Take cleaning gutters for an example. I have four sons and I try to take the time to teach them how to clean out gutters. I show them where the ladder is. I show them how to put the right kind of oil inside the fuel and mix it before filling the backpack blower. (Most importantly, I show them how to take the end of the blower and shove it down the gutter spout to watch the frogs blow out across the yard). 

But this is not something I expect them to naturally do ungrudgingly. It’s something I have to teach them to do graciously. 

Scripture tells us that no matter what God may have you do, whether you’re running a business or cleaning out the gutters, there is honor in doing it. 

This means we have to take the time to teach our children about work ethic. That lesson doesn’t come when they take their first part-time job as a high schooler. It has to come before that- as you begin to share chores and household responsibilities. We want to show them that while it may look medial and it may not be much fun… there are honor and wisdom in it. 

Here are three biblical truths about work that I encourage you to share with your children…

1. God’s will is to work

God designed us to work. This truth is demonstrated in Proverbs 6:6-8 where God uses even the tiniest animal to teach us about His design for work.

“Go to the ant, you sluggard;
consider its ways and be wise!

It has no commander,
no overseer or ruler,
yet it stores its provisions in summer
and gathers its food at harvest.”

Have you ever kicked the top of an anthill? 
There’s no protest or negotiation. Nobody stops and looks around and waits for someone to tell them what they need to do. The moment the ant bed is compromised, the ants immediately start working. They’re taking initiative on their own. They’re designed that way by God. It’s through this scripture, God’s telling us there’s a lesson to be learned from that. 

2. God’s warning for work

This is an easy one. 
Ask your child this… What did God do after creating for six days? He rested. But why? 
God never grows tired. He never sleeps. He has no end to his energy. He’s fully sufficient… so why did He rest? 
He rested on the seventh day as an example to his expectation of us, that our life may be in balance.

Read this carefully. God says we should absolutely work—but not to the point that work dominates your life. If you live for your work, it’s very hard to live for the Lord. 

3. God’s way for work

The work we do, and the work we eventually teach our children to do, should look differently because of our faith in Jesus. But why?

Perhaps the best answer comes from Paul’s writings about bondservants in Ephesians 6:5-7. 

“Bondservants, obey your earthly masters with fear and trembling, with a sincere heart, as you would Christ, not by the way of eye-service, as people-pleasers, but as bondservants of Christ, doing the will of God from the heart, rendering service with a goodwill as to the Lord and not to man.”

Here Paul is talking about having the same work ethic when people are watching, as when no one is watching because when you’re under someone’s authority, you obey them as you would Christ. Essentially, God is the one who calls you to do your best at that project. God calls you to show up to work on time and with a good attitude. God is the one who calls you to clean those gutters. 

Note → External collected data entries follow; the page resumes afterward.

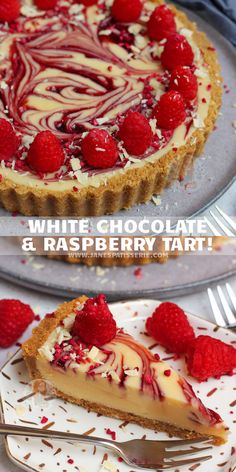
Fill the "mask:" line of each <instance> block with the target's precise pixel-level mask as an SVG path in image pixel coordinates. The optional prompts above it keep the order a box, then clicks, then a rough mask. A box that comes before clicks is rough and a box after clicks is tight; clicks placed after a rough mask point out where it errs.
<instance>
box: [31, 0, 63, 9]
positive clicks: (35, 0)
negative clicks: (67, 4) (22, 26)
mask: <svg viewBox="0 0 236 472" xmlns="http://www.w3.org/2000/svg"><path fill="white" fill-rule="evenodd" d="M34 3H35V5H36V6H37V7H38V8H39V9H40V10H51V9H52V8H54V7H56V5H57V3H58V0H34Z"/></svg>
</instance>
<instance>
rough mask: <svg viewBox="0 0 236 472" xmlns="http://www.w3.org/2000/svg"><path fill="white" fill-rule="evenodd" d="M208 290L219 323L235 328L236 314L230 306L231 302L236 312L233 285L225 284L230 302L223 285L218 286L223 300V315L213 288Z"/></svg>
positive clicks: (221, 298) (210, 288)
mask: <svg viewBox="0 0 236 472" xmlns="http://www.w3.org/2000/svg"><path fill="white" fill-rule="evenodd" d="M207 291H208V296H209V299H210V303H211V307H212V311H213V315H214V318H215V321H216V323H217V325H218V326H222V327H224V328H231V329H233V330H235V329H236V316H235V314H234V313H233V311H232V309H231V307H230V304H231V305H232V307H233V308H234V312H235V313H236V295H235V293H234V291H233V289H232V287H231V285H230V284H229V283H227V284H225V291H226V294H227V296H228V298H229V302H228V301H227V298H226V296H225V294H224V291H223V289H222V287H221V286H220V285H218V286H217V292H218V296H219V299H220V301H221V305H222V307H223V310H224V315H225V316H224V315H222V312H221V310H220V307H219V305H218V303H217V300H216V297H215V295H214V293H213V291H212V290H211V288H208V290H207Z"/></svg>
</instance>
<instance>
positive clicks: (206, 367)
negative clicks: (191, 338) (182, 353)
mask: <svg viewBox="0 0 236 472" xmlns="http://www.w3.org/2000/svg"><path fill="white" fill-rule="evenodd" d="M186 362H187V366H188V371H189V374H190V375H192V376H193V377H195V378H196V379H197V380H199V381H200V382H202V381H204V380H207V379H208V378H210V377H217V378H219V377H221V376H222V375H227V374H232V373H233V370H234V369H235V368H236V349H235V348H234V347H233V346H230V345H229V344H226V343H224V342H222V341H220V340H219V339H215V338H212V337H211V336H198V337H197V338H196V339H193V340H192V341H191V342H190V343H189V344H188V350H187V354H186Z"/></svg>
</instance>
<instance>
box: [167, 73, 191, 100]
mask: <svg viewBox="0 0 236 472" xmlns="http://www.w3.org/2000/svg"><path fill="white" fill-rule="evenodd" d="M169 89H170V90H176V91H177V92H179V93H180V94H181V95H182V97H184V98H185V100H187V101H191V100H194V99H195V98H196V97H197V93H198V82H197V77H196V75H195V74H194V73H193V72H192V70H191V69H190V68H189V67H186V66H178V67H176V69H174V70H173V72H172V73H171V77H170V84H169Z"/></svg>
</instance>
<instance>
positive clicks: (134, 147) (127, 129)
mask: <svg viewBox="0 0 236 472" xmlns="http://www.w3.org/2000/svg"><path fill="white" fill-rule="evenodd" d="M119 137H120V139H122V141H123V142H124V147H125V149H126V150H127V151H128V153H129V154H133V155H134V156H141V155H142V154H144V153H145V151H146V150H147V149H148V148H149V147H150V145H151V142H152V138H153V134H152V129H151V126H150V124H149V121H148V119H147V118H145V116H143V115H142V114H141V113H138V112H135V111H129V112H128V113H127V115H126V117H125V119H124V121H123V123H122V125H121V127H120V131H119Z"/></svg>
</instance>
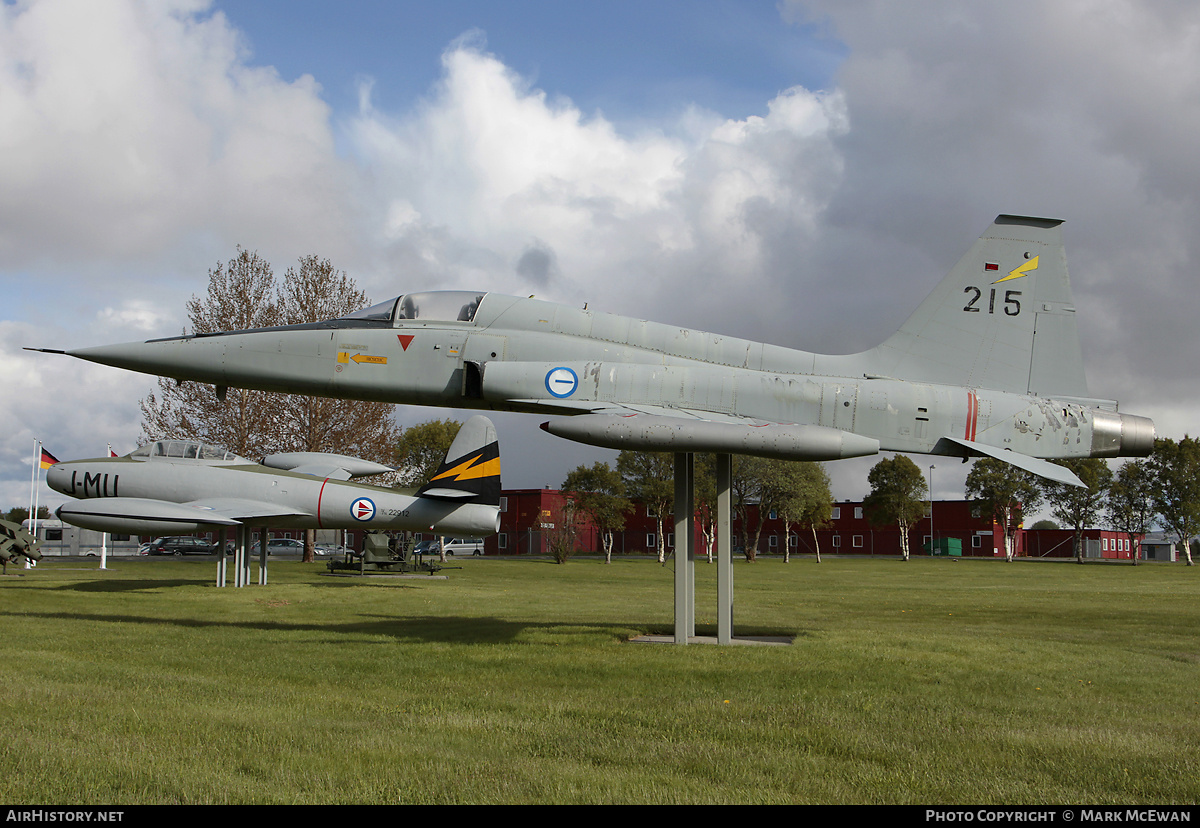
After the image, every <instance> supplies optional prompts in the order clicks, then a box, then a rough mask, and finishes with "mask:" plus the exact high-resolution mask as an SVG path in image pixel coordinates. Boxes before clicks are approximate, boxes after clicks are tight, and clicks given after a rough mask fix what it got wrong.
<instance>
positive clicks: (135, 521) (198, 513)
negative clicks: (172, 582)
mask: <svg viewBox="0 0 1200 828" xmlns="http://www.w3.org/2000/svg"><path fill="white" fill-rule="evenodd" d="M55 514H56V515H58V516H59V520H62V521H66V522H67V523H71V524H73V526H79V527H83V528H84V529H95V530H97V532H128V533H136V534H156V533H166V534H169V533H187V532H196V530H197V529H198V528H199V527H202V526H238V521H234V520H230V518H228V517H224V516H222V515H218V514H217V512H215V511H210V510H206V509H198V508H196V506H186V505H182V504H179V503H168V502H166V500H152V499H149V498H136V497H106V498H94V499H90V500H73V502H71V503H65V504H62V505H61V506H59V509H58V511H56V512H55Z"/></svg>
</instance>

The world says to work hard so I can be paid more. But Christians say I work hard for the glory of Christ because he gave me the body to do this job.

Before I can encourage you to encourage your children to have strong work ethics, I have to remind you of something. 

The reason we are called to work is: our God is a working God.  

In fact, the scripture indicates elsewhere that Jesus is in Heaven right now preparing a place for us and long before we ever came into this world, He was working to redeem us. The idea of work is not something God created for humans. It’s not punishment. It is, in its simplest form, another reflection of his character. We have a moving, working, active God in every moment of our lives.

Find the importance and the priority in teaching this to your children and they might just clean those gutters with a different state of mind.